The new birds-eye view of where the homeless are will not change the course of action City officials embarked on during the past year, which calls for providing housing and offering help to the most hard-core of the homeless, Rowe said.

But the numbers could lead to strategies that, in some instances, may target specific areas of the city.

“We’re concerned about the problem wherever it is,” said Kathryn Dodson, president and CEO of the Santa Monica Chamber of Commerce, many of whose members own businesses in the Downtown area.

Chamber officials, Dodson said, may soon consider weighing in on a proposal to dedicate a Veteran’s Administration facility in Westwood for homeless vets and have plans to convene a Westside Chamber meeting on homelessness.

Most recently, a chamber committee on homelessness met with key City officials to discuss what businesses can do. Proposals include passing out cards to business owners to help them contact the appropriate City service and creating pocket-sized cards to help the homeless know what services are available to them.

“This issue is of critical importance and is ranked as the number one issue for residents and business alike, and I bet it would be the most important priority for tourists if they were polled too,” Dodson said.

Despite the most exhaustive count every conducted in the county, it is still unclear how many homeless call Santa Monica home.

Seven of Santa Monica’s 19 census tracts were not counted at all, and the numbers cited by City officials are based on how many individuals were actually seen by the census takers.

The research firm which crunched the data for the Los Angeles Homeless Services Authority (LAHSA) -- the agency which headed up the historic count in January 2005 -- estimated there may be as many as 1,991 homeless living in Santa Monica. They based the number on the actual count, as well as on statistical estimates.

The areas excluded from any count -- statistical, actual or otherwise -- were significant.

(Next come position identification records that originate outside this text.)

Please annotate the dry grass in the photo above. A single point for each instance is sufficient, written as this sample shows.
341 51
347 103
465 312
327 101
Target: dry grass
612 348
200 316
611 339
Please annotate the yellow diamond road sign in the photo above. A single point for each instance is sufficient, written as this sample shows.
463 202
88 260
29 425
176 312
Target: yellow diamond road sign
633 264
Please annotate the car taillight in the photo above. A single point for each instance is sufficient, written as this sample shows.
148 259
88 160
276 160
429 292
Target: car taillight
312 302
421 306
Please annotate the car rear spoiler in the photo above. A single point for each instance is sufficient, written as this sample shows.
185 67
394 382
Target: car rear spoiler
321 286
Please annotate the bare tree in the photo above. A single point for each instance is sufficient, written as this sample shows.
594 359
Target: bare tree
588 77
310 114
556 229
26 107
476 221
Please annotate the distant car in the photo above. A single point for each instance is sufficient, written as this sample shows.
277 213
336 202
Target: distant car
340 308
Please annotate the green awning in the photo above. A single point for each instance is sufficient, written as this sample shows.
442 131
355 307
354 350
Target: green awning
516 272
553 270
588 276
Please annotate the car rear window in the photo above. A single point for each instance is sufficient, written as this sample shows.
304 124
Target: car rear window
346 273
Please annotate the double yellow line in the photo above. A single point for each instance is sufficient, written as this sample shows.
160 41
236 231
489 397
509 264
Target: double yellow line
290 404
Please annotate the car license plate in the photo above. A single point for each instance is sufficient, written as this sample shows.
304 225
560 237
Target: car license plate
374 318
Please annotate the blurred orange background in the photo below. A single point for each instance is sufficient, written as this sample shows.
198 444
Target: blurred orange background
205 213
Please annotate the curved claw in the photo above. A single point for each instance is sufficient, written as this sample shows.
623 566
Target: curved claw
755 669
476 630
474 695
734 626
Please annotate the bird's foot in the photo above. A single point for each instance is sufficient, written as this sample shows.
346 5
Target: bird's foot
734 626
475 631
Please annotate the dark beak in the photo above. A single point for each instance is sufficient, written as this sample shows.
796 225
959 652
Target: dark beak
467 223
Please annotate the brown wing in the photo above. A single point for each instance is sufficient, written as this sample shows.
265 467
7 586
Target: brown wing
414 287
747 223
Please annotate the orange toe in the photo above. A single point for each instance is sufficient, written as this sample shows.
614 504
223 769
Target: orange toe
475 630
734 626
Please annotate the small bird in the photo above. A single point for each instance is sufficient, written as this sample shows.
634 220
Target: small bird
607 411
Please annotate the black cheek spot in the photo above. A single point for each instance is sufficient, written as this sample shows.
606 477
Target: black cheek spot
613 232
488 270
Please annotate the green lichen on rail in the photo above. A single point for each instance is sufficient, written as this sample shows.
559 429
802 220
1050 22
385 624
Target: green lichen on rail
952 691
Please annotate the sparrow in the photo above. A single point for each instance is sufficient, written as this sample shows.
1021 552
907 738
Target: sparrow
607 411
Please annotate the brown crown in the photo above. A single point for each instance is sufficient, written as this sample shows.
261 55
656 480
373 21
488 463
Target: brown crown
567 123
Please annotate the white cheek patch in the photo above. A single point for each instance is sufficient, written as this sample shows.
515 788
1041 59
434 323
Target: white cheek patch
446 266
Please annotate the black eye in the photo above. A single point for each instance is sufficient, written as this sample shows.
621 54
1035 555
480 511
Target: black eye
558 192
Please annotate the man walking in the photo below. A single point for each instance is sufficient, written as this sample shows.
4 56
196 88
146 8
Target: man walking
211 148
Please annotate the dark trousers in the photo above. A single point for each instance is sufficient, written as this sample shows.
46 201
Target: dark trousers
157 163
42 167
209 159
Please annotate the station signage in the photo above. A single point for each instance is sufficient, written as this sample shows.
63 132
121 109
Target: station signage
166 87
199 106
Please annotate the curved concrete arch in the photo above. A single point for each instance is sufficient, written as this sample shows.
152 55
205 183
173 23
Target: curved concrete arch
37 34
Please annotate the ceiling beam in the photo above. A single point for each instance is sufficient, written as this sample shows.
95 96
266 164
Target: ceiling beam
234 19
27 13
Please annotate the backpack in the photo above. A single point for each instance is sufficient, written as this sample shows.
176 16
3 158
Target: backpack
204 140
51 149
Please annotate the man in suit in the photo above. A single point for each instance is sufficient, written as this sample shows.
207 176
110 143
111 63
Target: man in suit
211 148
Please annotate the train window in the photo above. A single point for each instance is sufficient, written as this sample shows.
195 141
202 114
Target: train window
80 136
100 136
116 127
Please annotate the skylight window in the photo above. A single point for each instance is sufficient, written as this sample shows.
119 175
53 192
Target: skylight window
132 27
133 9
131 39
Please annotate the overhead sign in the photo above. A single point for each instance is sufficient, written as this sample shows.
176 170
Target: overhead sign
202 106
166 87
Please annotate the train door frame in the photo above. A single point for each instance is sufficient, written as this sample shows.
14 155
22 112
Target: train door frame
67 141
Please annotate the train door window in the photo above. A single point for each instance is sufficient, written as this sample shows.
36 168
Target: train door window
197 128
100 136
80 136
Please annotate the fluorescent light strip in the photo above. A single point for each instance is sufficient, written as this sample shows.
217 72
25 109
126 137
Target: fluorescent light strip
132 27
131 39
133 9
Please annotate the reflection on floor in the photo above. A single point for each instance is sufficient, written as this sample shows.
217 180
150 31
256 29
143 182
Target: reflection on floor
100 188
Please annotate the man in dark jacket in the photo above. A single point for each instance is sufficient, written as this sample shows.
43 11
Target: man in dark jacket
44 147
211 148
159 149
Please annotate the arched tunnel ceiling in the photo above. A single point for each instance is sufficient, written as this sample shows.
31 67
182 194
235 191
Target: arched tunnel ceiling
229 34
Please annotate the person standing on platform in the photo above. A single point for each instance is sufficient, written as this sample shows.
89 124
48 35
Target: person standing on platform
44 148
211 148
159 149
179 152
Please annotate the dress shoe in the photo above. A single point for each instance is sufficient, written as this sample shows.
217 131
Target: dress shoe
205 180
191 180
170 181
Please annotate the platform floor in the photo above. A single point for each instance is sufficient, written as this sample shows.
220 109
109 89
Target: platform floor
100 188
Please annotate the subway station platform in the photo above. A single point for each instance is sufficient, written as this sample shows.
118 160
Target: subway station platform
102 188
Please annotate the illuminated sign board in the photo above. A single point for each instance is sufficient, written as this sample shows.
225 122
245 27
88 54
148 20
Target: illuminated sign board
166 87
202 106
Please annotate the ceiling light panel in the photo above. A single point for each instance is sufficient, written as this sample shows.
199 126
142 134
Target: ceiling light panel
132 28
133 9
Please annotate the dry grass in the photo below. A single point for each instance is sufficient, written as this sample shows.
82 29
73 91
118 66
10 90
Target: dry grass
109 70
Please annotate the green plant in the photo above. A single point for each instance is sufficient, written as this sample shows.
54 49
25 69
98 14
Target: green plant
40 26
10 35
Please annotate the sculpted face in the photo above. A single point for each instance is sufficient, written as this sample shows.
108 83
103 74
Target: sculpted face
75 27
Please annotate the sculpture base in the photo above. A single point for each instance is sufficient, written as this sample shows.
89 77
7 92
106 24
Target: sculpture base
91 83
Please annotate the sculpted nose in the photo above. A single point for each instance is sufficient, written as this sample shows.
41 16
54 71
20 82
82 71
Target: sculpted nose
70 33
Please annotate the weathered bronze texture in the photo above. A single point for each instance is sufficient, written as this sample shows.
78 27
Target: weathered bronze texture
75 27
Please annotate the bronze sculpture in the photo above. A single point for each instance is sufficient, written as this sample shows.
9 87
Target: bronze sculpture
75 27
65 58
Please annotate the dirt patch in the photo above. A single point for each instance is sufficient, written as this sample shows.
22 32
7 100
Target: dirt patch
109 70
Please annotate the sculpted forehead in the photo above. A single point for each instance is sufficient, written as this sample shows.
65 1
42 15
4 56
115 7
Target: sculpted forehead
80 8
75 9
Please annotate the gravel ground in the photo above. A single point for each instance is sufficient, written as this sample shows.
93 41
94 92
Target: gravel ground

They include two large census tracts north of Montana Avenue and five tracts in the eastern section of the city. In addition, in two tracts between Lincoln Boulevard and 20th Street -- one between Washington Avenue and Wilshire Boulevard, the other encompassing the I-10 Freeway between Colorado Avenue and Pico Boulevard -- the homeless were not counted outside of shelters.

In fact, the general snapshot shows far more individuals unsheltered than sheltered in Santa Monica: 243 people were counted in shelters across the city, while 949 were counted on the street.

Five census tracts showed sheltered populations: In tract 7018.02, 58 individuals were counted at the CLARE facility; in tract 7019 (which contains most of Downtown) 62 individuals were counted in three facilities now owned by OPCC -- including Samoshel, Safehaven and the Daybreak Shelter; in tract 7015.01, 68 individuals were counted at the Upward Bound program; in tract 7017.02, the Turning Point transitional housing sheltered 47 people, and tract 7022.01 claimed eight sheltered persons.

Another facility sheltering mostly women in the city from domestic abuse was also counted. However, City officials declined to reveal its location, citing safety concerns.

The Countywide count, which found 88,000 people living on the streets each night, also indicates that homelessness in Santa Monica has been on the rise since a 1999 count by the City pointed to 1,037 people on the streets each night. The county’s current estimate of 1,991 indicates a 28 percent increase in Santa Monica's homeless population.

The fact that the most homeless call the west side of Lincoln Boulevard home is not surprising, according to Dodson and Rowe, nor may it be particularly helpful in putting strategies into play.

But it may help in one respect.

“More than anything, it’s helped raise awareness about the issue far and above what it ever was before,” Rowe said.